More Than 200 Pandemic-Hit English Indie Cinemas to Receive $22 Million Lifeline

The Prince Charles Cinema in central London
Prince Charles Cinema

The Prince Charles Cinema in central London

The U.K.'s groundbreaking emergency film and TV insurance fund is also being extended into Spring 2021.

More than 200 independent cinemas across England are set to receive grant awards totaling £16 million ($21.6 million) to help see them through the ongoing COVID-19 crisis.

The grants — ranging from £7,000 ($9,500) to £564,000 ($763,000) and spanning sites of all sizes the length and breadth of the country — will come as a major relief to a beleaguered exhibition industry, with most cinemas now closed once again after authorities placed much of England under the strictest tier of pandemic restrictions as it grapples with a deadly second spike in infections.
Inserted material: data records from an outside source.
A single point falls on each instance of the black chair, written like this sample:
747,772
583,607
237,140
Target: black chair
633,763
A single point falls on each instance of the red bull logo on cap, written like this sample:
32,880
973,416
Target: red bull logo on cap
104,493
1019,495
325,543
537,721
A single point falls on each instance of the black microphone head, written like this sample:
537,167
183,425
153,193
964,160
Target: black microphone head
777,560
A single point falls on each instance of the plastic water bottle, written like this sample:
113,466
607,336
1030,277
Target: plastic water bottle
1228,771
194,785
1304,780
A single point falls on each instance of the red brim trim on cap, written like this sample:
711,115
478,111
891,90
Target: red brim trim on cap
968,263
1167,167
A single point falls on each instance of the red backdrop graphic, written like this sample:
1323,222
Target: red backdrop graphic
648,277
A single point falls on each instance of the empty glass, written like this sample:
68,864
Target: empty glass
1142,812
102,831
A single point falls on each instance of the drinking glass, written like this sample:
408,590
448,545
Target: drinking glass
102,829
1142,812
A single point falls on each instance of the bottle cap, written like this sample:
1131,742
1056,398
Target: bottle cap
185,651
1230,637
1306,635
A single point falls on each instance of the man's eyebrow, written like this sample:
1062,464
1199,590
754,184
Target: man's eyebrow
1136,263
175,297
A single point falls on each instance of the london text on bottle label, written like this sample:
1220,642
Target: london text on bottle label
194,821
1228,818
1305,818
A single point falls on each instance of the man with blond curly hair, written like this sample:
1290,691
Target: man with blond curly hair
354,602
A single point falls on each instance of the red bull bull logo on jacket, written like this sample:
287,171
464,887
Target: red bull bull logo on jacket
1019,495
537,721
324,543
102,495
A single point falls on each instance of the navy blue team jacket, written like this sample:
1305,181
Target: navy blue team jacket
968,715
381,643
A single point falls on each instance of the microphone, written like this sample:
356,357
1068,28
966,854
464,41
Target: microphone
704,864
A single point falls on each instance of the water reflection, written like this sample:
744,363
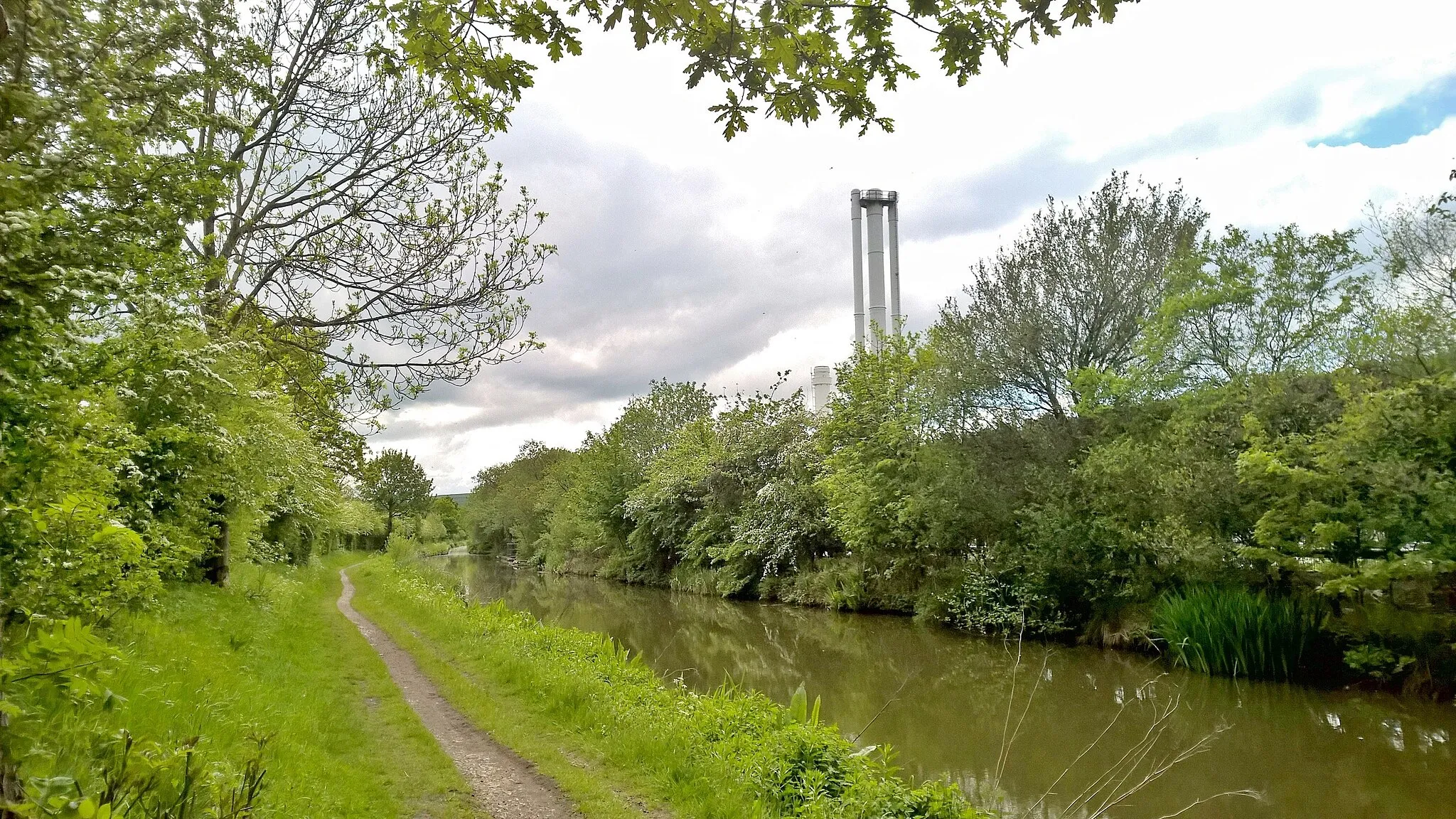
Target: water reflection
1037,724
The funds, allocated by the British Film Institute on behalf of the government, came from the $2 billion Culture Recovery Fund rescue package for the U.K.'s arts sector, which was announced in July.

Eligible cinemas were able to apply for safety grants, to help venues meet the immediate costs of implementing COVID-secure measures to protect staff and audiences, and larger business sustainability grants to help stabilize sites financially. Theaters will be able to apply for a further £14 million ($19 million) in grants from a second round of the Culture Recovery Fund in the new year.
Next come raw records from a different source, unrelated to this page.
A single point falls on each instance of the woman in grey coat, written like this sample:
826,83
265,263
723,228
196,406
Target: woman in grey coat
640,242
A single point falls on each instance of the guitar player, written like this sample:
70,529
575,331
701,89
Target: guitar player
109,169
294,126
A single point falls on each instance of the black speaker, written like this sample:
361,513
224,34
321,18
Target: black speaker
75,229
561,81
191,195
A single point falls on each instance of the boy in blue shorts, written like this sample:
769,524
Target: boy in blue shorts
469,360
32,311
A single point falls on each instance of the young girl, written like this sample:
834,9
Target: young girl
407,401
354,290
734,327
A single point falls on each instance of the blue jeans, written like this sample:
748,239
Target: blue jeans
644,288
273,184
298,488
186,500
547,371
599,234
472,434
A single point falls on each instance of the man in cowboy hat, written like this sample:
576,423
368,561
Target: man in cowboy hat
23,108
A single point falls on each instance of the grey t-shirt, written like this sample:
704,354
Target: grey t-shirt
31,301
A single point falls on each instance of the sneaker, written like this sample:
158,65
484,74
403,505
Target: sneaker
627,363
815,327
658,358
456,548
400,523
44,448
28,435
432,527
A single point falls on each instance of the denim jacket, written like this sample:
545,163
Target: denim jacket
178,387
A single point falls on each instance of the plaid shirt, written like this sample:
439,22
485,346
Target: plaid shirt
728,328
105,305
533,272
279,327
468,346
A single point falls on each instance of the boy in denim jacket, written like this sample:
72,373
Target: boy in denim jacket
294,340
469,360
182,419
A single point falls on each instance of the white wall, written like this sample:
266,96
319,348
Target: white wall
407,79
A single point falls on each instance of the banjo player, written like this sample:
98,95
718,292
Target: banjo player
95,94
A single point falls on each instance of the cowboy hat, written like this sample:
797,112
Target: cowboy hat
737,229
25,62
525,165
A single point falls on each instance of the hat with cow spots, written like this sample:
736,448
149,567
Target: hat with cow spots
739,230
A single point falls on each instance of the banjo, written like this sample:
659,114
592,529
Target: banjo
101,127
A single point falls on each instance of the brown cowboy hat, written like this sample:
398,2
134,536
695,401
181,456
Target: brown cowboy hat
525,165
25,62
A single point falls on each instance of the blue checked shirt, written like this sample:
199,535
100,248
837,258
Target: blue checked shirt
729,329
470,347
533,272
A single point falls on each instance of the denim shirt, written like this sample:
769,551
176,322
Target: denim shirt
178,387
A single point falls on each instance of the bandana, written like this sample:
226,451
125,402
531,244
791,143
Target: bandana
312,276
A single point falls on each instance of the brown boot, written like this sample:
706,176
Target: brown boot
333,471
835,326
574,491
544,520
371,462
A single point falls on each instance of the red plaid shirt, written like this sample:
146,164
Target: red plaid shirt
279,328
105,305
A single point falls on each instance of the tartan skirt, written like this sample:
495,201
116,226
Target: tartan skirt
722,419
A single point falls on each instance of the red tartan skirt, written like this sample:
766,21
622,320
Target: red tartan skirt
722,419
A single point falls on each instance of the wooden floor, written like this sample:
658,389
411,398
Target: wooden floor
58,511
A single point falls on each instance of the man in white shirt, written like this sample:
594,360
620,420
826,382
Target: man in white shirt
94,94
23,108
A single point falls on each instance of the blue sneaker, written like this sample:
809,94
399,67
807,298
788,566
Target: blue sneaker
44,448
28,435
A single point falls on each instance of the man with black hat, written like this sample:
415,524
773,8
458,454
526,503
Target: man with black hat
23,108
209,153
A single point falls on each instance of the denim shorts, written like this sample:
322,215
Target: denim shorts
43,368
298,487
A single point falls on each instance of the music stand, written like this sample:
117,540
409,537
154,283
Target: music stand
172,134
"Across the country, local independent cinemas are hubs and lifelines for communities and often the only form of culture and entertainment," said BFI chief executive Ben Roberts. "From educational programs and workshops for young people, to screenings for the elderly and audiences with specialized needs, these cinemas play such an important role in people’s lives. The Culture Recovery Fund will mean that many of these cinemas survive the current crisis, and go on to play a vital role in the recovery of local economies and communities, bringing people together to offer joy, solace and the magic of the big screen."

Among the major names to offer their support was Michael Caine, who starred in the biggest film to launch during the pandemic, Tenet.
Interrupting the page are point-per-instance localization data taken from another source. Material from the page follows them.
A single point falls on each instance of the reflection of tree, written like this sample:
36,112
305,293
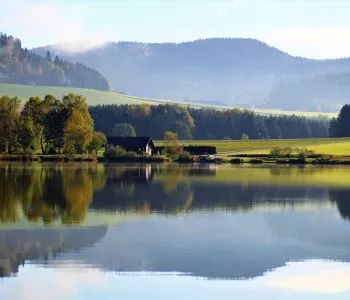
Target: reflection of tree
47,192
342,198
18,246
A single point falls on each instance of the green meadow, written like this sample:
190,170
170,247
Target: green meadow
95,97
339,146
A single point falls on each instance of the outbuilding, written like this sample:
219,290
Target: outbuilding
139,144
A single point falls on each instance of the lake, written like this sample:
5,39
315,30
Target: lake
94,231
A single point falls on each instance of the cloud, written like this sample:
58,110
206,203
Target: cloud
51,22
313,42
226,7
316,277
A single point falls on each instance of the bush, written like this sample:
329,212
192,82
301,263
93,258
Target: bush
304,153
281,152
185,157
236,161
255,161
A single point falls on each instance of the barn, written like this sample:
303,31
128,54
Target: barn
140,144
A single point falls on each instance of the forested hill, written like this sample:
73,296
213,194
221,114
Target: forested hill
18,65
219,71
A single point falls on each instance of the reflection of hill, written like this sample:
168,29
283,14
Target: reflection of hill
18,246
221,244
342,198
190,196
47,192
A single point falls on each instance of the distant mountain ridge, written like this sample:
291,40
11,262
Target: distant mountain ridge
18,65
231,71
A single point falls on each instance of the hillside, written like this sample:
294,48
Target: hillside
18,65
306,94
214,71
96,97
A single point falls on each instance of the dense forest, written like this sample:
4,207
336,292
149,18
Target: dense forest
48,125
204,124
18,65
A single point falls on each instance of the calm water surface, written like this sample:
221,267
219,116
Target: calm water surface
81,231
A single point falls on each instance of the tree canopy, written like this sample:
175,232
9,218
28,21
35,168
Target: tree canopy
18,65
48,125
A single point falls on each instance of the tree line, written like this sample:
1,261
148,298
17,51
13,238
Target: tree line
340,126
18,65
48,125
202,124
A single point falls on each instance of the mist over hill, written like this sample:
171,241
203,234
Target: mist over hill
221,71
18,65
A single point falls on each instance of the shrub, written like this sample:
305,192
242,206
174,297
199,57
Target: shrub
236,161
185,156
255,161
281,152
304,153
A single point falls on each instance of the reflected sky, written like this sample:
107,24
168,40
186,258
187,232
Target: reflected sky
167,232
314,279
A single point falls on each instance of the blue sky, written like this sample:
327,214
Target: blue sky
311,28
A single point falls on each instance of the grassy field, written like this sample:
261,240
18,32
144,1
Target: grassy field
95,97
321,146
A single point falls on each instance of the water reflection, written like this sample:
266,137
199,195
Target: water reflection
207,221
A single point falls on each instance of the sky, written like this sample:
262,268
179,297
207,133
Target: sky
309,28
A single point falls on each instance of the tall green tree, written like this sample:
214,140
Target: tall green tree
9,118
98,140
123,129
79,128
26,134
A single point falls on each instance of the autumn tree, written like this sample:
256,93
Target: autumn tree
123,129
98,140
26,134
9,117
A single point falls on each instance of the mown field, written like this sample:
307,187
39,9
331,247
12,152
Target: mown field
321,146
96,97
"The moving image has the power to change the way we think. The power to inspire; to delight; and to move. It happens to me all the time," said the iconic British actor. "Film is one of the most powerful and accessible art forms on earth — and for so many a local cinema is a place we know, love and have grown up with. A cinema is very often a vital part of any community and we need to support them in order to keep the art of film and the sense of community alive. Let’s go to the pictures!”

In another major piece of news for the U.K. cinema industry, the Film and TV Restart Scheme, the government's £500 million ($676 million) insurance fund, is being extended. The program, which since opening for applications in October has already helped assure almost 100 productions that they are financially covered should future losses be incurred due to the pandemic, has now pushed its deadline to April 2021, hopefully giving more projects the security to start shooting in the spring.

The initiative is also being expanded to include cast and crew members over the age of 70. The changes will enable productions to to receive compensation for COVID-related delays affecting up to two cast or crew members over 70 years old.